The public at her performances goes through the process of testing the temporal effects of architectural articulation where the artist explicitly uses her body as a tool in the service of architecture. This experience encourages the audience to function together to debate the language of performance. Her performance that took place in 2008 in the city of Krems called 6teen Stitches, where she manifests her critique of historically as well as socially defined female stereotypes, is the construction and deconstruction of femininity. The question of how a live-performance creates and influences social relations and space plays an important part in this. After the live-performance, the video loops continue to exist in the form of an installation in the festival venue. This and other earlier performances of Roberta Lima reexamined feminism through architecture, illustrating and honoring circus freak-show performances from the past, where the perfect concentration and a domination of body and space were major elements.

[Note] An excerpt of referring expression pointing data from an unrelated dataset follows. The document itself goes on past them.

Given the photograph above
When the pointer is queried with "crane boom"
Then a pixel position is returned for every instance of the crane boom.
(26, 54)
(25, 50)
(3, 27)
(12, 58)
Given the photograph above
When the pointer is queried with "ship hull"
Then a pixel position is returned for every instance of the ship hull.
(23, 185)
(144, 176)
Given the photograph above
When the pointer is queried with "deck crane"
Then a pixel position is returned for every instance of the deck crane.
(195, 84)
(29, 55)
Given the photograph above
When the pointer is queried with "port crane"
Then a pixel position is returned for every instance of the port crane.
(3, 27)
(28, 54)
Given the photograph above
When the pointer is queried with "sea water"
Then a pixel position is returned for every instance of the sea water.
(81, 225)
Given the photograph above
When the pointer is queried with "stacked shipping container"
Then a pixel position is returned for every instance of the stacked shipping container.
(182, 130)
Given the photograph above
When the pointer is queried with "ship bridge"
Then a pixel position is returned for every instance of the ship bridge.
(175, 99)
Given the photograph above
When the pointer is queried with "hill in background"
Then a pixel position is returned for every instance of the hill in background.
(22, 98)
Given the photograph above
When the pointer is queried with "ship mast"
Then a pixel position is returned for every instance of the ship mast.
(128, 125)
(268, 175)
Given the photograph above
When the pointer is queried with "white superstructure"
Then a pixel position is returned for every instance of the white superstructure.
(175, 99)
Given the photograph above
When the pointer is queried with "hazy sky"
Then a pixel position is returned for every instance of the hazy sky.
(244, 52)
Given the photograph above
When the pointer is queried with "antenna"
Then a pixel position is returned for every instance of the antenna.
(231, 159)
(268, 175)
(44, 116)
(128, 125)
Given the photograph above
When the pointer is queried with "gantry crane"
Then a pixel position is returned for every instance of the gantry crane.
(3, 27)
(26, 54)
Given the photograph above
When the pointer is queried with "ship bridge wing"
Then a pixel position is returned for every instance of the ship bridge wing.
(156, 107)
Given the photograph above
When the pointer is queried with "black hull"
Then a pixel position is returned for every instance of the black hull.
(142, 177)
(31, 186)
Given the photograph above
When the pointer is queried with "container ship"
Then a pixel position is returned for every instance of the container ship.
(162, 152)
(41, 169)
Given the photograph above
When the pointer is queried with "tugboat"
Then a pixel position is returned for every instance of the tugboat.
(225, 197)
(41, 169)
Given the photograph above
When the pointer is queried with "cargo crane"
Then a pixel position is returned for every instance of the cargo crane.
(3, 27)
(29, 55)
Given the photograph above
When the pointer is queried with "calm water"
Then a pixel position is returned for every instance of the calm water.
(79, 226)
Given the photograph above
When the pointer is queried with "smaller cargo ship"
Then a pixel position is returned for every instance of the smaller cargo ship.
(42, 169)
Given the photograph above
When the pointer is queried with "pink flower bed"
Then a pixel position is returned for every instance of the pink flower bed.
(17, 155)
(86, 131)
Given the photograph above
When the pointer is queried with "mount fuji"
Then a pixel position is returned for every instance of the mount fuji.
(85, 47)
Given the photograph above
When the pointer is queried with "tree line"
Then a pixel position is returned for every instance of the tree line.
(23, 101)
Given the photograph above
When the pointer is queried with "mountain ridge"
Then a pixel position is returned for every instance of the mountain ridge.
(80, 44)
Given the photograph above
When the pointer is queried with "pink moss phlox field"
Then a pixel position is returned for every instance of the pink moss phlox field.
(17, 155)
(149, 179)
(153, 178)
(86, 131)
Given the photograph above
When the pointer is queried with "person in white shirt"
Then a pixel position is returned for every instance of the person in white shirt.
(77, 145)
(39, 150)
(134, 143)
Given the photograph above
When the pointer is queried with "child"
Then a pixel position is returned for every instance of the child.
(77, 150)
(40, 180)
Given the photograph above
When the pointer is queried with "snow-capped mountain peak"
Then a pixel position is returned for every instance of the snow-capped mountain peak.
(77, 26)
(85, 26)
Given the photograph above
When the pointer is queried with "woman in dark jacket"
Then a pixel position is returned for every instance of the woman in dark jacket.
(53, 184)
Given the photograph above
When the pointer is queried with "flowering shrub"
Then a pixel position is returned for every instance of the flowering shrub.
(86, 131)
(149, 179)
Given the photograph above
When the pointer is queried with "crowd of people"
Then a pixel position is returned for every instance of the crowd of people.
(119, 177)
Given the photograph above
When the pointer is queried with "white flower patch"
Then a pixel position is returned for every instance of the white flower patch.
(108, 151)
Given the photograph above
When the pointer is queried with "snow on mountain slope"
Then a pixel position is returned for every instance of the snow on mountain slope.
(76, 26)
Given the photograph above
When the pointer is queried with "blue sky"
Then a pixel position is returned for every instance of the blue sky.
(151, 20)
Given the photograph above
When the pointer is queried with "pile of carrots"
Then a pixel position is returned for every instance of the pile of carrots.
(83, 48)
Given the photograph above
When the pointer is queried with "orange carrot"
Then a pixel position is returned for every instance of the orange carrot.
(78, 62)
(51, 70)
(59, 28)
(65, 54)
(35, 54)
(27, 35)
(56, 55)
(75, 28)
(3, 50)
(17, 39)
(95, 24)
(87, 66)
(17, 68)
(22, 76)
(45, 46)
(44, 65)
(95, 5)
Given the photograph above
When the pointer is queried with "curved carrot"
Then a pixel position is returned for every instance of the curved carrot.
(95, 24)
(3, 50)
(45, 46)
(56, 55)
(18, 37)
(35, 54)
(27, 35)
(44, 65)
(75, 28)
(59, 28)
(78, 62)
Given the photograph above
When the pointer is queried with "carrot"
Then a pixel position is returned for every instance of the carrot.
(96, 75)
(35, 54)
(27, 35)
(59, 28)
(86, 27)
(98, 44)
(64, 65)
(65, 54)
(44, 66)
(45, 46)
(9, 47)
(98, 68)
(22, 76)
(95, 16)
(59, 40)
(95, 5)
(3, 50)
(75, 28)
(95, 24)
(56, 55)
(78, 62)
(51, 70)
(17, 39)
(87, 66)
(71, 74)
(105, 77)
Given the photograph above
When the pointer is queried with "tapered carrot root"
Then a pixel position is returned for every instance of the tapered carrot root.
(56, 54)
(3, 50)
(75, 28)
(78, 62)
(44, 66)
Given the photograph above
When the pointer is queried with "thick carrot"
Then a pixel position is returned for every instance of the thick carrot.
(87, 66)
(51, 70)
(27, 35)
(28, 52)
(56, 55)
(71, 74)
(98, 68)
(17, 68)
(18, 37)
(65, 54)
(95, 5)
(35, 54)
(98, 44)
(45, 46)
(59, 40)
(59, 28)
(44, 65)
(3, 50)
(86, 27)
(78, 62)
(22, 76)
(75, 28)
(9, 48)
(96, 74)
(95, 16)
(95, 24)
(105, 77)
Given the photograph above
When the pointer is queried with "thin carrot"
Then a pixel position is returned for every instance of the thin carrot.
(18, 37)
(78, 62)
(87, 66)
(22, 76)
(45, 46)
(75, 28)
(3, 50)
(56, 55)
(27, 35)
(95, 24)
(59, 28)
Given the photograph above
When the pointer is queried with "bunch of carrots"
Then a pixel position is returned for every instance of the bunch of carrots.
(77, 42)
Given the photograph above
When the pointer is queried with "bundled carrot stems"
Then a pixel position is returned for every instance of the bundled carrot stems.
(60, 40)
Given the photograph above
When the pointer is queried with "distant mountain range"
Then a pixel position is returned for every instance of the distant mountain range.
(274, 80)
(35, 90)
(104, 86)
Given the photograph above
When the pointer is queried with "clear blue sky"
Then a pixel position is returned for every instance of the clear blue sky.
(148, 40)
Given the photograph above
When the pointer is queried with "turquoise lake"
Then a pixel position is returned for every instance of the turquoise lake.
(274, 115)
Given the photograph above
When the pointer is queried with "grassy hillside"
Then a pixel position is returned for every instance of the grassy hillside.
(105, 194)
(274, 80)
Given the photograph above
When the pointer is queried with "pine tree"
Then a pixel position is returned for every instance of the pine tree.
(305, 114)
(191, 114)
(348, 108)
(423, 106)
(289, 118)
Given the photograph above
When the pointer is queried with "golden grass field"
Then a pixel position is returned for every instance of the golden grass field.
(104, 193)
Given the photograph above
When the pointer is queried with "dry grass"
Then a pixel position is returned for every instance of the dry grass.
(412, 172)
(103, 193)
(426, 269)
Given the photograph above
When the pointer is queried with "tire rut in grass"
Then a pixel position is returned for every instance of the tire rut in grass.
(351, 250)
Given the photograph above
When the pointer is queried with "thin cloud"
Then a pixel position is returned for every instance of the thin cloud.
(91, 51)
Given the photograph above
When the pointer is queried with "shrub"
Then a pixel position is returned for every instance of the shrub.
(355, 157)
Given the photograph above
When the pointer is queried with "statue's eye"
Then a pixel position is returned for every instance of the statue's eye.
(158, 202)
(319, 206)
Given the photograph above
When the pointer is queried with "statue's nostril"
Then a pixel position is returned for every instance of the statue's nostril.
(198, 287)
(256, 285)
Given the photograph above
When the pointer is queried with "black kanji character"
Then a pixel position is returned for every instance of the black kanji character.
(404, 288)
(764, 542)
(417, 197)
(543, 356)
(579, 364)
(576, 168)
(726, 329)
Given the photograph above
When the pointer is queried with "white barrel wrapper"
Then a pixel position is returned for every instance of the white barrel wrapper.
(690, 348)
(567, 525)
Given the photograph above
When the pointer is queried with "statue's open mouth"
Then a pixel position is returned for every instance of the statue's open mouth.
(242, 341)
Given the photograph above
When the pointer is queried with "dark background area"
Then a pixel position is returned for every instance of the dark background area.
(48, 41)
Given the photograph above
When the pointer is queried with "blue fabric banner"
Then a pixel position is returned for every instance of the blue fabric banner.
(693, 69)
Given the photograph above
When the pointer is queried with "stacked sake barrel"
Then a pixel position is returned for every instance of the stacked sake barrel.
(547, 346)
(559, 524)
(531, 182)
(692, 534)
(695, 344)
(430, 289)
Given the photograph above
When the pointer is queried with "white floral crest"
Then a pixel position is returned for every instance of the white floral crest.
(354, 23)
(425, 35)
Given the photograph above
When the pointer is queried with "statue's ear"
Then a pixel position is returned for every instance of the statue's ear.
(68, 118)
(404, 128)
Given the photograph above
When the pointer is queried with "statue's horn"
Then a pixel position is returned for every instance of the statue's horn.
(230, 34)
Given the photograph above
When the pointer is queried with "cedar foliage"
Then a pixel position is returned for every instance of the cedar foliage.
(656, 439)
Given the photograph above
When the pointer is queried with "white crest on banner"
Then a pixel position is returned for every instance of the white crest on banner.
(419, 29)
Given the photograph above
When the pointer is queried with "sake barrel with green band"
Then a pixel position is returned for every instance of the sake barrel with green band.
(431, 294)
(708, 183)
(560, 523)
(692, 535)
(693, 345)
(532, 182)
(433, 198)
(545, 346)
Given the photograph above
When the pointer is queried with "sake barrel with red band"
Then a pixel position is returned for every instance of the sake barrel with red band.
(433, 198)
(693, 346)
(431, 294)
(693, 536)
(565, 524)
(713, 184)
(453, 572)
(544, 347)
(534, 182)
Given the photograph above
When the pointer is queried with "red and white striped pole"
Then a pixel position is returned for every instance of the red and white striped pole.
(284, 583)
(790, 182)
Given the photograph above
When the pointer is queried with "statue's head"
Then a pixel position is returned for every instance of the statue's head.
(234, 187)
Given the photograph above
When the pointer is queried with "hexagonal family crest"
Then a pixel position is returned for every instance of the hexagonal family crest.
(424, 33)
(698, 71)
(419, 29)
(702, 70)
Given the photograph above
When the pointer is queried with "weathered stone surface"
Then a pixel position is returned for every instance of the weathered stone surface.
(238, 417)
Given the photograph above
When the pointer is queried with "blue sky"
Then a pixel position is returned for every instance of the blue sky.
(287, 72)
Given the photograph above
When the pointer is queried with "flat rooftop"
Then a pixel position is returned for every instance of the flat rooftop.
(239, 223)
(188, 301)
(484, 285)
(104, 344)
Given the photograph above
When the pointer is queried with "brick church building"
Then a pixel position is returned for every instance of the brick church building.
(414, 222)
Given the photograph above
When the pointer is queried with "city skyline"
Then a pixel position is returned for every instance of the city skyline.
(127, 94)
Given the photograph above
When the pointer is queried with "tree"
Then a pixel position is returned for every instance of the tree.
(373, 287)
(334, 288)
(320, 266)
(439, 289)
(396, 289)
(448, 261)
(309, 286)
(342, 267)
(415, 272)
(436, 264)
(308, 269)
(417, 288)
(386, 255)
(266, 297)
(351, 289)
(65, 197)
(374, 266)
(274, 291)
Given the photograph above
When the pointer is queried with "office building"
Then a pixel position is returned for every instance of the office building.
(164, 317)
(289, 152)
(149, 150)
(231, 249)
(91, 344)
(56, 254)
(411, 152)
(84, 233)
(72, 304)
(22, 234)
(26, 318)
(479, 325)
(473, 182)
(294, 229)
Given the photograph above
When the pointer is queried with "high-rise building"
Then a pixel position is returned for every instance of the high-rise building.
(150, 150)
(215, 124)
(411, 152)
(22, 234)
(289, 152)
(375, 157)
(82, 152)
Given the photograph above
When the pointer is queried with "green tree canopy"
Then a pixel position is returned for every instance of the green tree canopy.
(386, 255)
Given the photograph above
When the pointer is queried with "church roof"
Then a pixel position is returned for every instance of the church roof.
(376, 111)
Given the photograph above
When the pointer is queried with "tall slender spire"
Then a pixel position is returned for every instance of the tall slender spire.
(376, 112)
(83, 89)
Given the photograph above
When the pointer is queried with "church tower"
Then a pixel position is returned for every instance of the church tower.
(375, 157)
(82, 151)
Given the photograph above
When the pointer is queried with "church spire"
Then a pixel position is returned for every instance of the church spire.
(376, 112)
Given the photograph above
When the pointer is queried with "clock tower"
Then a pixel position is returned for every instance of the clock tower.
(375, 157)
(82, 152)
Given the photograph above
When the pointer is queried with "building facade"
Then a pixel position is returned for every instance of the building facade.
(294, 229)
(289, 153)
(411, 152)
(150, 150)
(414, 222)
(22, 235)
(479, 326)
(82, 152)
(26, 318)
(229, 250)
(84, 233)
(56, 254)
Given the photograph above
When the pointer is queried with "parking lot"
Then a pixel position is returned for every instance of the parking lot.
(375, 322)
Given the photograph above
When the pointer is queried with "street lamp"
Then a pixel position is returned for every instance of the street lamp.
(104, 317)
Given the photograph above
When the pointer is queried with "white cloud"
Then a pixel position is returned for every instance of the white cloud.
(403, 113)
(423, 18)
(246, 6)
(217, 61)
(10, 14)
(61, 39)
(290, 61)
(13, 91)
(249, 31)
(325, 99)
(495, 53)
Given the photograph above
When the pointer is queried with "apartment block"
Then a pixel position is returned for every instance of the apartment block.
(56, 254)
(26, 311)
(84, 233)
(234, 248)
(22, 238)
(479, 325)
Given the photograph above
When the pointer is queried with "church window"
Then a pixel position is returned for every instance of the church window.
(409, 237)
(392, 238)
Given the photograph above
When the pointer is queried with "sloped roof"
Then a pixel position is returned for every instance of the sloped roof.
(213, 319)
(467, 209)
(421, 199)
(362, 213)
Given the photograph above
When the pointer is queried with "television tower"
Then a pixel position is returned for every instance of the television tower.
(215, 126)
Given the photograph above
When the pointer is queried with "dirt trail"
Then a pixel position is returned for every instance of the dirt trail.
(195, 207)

“Displacement” has many interesting components. Roberta Lima marries elements from “The Burial” (Foundation),”The Fall” (Rupture, partial exposure) and “The Excavation” (search explore). In doing so, Lima is exploring with boundaries of feminism again particularly when considered in light of Dolores Haydenʼs perspective on the architecture of gender. According to Hayden, the predominant architecture is for two-earner families, which Lima represents in “The Burial” (Foundation). The single parent family (Hayden), Lima represents as The Fall (partial exposure). Hayden terms architecture for the single people what Lima represents as “The Excavation” (search for and exploration of the self). She is suggesting architecture of bold communications.“Displacement” contains the spy camera in the concrete block. The spy camera is an omnipresent component in Limaʼs performance. It is replacement for what we call “Plan” in architecture.
“If the plan is clear you can see where to go” In her recent projects, Lima attached the spy camera to her body and connected it to visual mediums through cables. The cables limited her movements, yet they linked her body to the space. The spy camera enables this connection by mapping and registering the traces left by her actions. For the performance at White Box, Lima “displaces” the spy camera by installing the camera on another surface: inside the concrete cube. If at the start her body is still connected to it (when she carries, holds the cube), during the fall, the spy camera will travel the various plans of the space and will gradually take a distance to Lima’s body.
The performances of Roberta Lima can create a healthy controversy. The idea of the process is present in the different stages of her work. Space, time, and body have been put in a fragile situation. She is creating a conceptual meeting of the architectural implications in the critical social and gender issues of our era.